Just what the title says: 

Puppies: 5 weeks old










4 Puppies showing off their chubby paws: 










Adorable stocking stuffers!

AKC registered Great Pyrenees, Karolaska bloodlines. 

3 males and 3 females still available!


----------



## farmmom (Jan 4, 2009)

Too cute!!


----------



## missythemom (May 11, 2010)

I wish you weren't so far away! They are so cute


----------



## Oat Bucket Farm (Jul 28, 2006)

So cute!


----------



## BackfourtyMI. (Sep 3, 2007)

OMG! Those are the cutest puppy pictures I've seen in a long time & I sure would Love to have one! Just wish dh wished I had one too!


----------



## HappyFarmer (Jun 17, 2006)

You had to post them, huh? Too...Darn....Cute....

I'm longing for another pyr, but we have enough for now. Our next will be a badger faced, not for a few years though.

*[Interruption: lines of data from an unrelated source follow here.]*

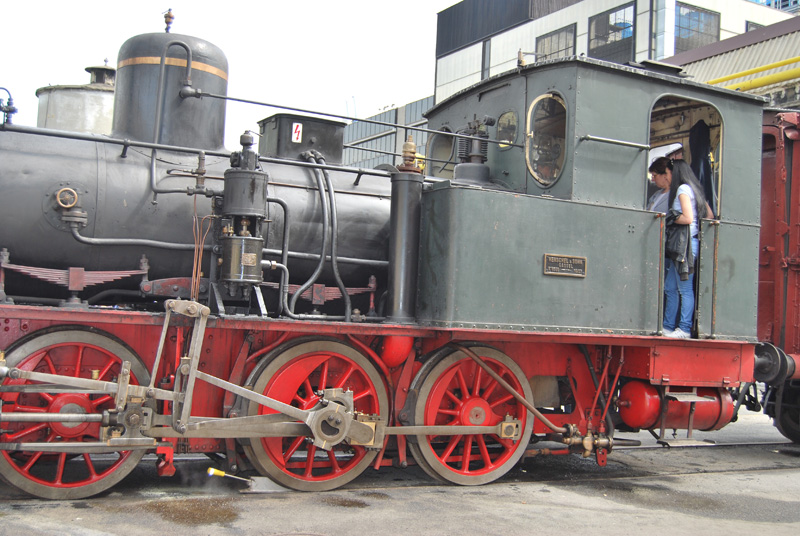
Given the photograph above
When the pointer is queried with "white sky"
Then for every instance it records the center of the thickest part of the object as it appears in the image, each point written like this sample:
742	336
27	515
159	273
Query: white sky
335	56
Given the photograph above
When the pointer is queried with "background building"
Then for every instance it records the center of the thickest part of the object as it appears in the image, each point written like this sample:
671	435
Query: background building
763	62
368	145
477	39
792	6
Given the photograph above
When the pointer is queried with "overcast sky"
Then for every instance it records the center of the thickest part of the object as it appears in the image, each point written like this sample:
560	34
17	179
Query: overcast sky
351	57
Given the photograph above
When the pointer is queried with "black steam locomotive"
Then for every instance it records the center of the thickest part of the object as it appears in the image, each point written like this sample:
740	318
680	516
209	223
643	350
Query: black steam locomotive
307	320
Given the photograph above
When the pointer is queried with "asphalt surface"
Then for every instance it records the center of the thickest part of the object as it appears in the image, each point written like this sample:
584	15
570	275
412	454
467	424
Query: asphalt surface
738	488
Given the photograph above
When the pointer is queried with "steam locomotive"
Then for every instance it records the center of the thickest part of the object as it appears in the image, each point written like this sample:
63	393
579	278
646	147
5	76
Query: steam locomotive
284	313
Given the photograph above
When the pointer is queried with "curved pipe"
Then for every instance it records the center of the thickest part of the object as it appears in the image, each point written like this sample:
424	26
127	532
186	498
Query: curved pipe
130	241
325	227
284	291
160	113
315	256
609	421
335	241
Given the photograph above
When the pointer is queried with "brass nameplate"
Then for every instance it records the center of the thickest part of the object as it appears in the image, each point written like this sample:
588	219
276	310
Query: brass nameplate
565	265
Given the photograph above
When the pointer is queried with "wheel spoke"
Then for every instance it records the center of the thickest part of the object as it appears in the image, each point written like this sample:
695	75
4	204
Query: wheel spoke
11	438
79	360
466	453
102	374
105	399
462	383
61	475
346	376
451	445
49	362
449	394
62	460
487	460
476	385
487	393
502	400
292	449
453	388
335	468
90	466
288	375
312	450
323	375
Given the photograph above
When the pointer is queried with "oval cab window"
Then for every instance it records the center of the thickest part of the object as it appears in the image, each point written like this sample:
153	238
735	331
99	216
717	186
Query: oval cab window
544	144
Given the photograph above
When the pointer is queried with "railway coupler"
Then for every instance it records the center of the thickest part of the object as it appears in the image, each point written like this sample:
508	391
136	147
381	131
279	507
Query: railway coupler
590	443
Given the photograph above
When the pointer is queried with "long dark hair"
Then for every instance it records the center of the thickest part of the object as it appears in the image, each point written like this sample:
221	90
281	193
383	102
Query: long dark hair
660	165
682	174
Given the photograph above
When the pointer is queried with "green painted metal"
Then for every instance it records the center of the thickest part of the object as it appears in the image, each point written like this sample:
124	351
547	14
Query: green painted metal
494	243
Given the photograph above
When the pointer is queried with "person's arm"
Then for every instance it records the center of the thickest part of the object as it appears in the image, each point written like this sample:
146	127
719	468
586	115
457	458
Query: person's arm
687	215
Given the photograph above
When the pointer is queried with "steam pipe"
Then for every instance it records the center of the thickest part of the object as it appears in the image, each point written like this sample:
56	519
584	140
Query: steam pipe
94	138
284	292
130	241
359	119
160	113
404	222
325	226
335	241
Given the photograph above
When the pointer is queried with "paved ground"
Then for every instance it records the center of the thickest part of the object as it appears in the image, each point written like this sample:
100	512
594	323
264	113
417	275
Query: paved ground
715	490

I miss the pups we had...gosh those puffballs were the cutest ever.

HF


----------



## Minelson (Oct 16, 2007)

OMG!! Those pics are darling!! Frame them for sure


----------



## nehimama (Jun 18, 2005)

Even though I'm on dialup, I just HAD to open this thread to see those puppy pictures. IT WAS WORTH THE WAIT!

Nothing quite as cute as a Pyr puppy, unless it newborn kid goats. Love the second photo. It looks like the pup on the far right is actually SMILING.


----------



## Rainy (Jan 21, 2010)

Thank you for sharing them with us. I so need a uplifting today and those puppies sure did it. Many thanks.


----------



## bee (May 12, 2002)

I wish my place was dog fenced! Boy wouldn't that fix the critter problems...way, way adorable pups!!


----------



## wearegoats (Oct 16, 2011)

WOW, how cute, Are they ALL out of just 1 Mommy?


----------